RNA-Seq captures the full range of the dynamic spectrum of the transcriptome, an advantage when compared to array platforms that are restricted to the pre-defined set of variants incorporated into the array design. SNPs can be identified either by aligning to a known transcriptome or by de novo assembly over the transcriptome (Grabherr et al. 2011). With the use of F2 populations it is possible to create a panel of putative SNPs that enables haplotype analysis without a priori knowledge of the positions of the loci (Trick et al. 2012). RNA-Seq allows rapid access to SNPs in wheat and it scales well as the transcriptome is several orders of magnitude smaller than the genome, ~80 Mb compared to 17 Gb, respectively. In principle, it is possible to sequence the transcriptome with an average coverage over 900x (keeping in mind variations of coverage due to expression) in a single HiSeq 2,500 lane, as opposed to just over 1.5x of genomic sequence.

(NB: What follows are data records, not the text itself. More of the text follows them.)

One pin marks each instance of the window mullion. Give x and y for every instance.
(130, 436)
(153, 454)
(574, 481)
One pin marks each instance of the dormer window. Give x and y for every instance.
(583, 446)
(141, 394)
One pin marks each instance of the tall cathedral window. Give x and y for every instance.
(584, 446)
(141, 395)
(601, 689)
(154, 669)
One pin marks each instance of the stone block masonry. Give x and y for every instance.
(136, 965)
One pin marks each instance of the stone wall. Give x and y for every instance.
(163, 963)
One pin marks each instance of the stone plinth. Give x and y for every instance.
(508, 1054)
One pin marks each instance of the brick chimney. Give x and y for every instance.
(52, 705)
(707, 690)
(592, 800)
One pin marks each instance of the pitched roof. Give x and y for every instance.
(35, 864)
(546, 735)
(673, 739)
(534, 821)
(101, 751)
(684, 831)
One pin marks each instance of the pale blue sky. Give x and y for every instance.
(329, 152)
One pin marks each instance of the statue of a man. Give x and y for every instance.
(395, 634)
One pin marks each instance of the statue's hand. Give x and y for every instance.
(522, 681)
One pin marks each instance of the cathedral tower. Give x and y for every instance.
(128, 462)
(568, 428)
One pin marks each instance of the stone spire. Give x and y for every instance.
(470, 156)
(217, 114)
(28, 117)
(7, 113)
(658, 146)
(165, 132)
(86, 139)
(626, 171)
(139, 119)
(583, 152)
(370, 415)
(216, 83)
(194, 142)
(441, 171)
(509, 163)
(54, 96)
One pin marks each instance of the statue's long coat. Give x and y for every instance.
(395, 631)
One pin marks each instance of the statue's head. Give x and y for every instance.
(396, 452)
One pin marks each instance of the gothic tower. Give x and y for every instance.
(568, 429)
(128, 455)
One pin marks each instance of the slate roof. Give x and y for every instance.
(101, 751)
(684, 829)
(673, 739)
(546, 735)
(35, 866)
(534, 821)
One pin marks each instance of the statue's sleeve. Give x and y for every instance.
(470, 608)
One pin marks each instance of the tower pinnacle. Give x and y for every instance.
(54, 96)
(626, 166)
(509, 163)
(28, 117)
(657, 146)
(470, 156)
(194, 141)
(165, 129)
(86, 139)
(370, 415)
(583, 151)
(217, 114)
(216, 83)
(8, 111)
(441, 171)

The original purpose of RNA-Seq is to characterize expression levels of genes, which can bias the SNP calling, as the assumption of uniform coverage is not valid. To overcome these biases and analyse the volume of data produced by NGS, bioinformatics pipelines and access to high performance computing are required. Although this is a potential barrier for adoption, new web-based user-friendly graphical interfaces, such as Galaxy (Goecks et al. 2010), are empowering new users to access high-performance computing facilities. For NGS-enabled genetics in wheat, we propose a pipeline that integrates BSA (Michelmore et al. 1991; Trick et al. 2012), syntenic information from related grasses, and the use of the CSS to aid in the design of genome specific primers from putative SNPs.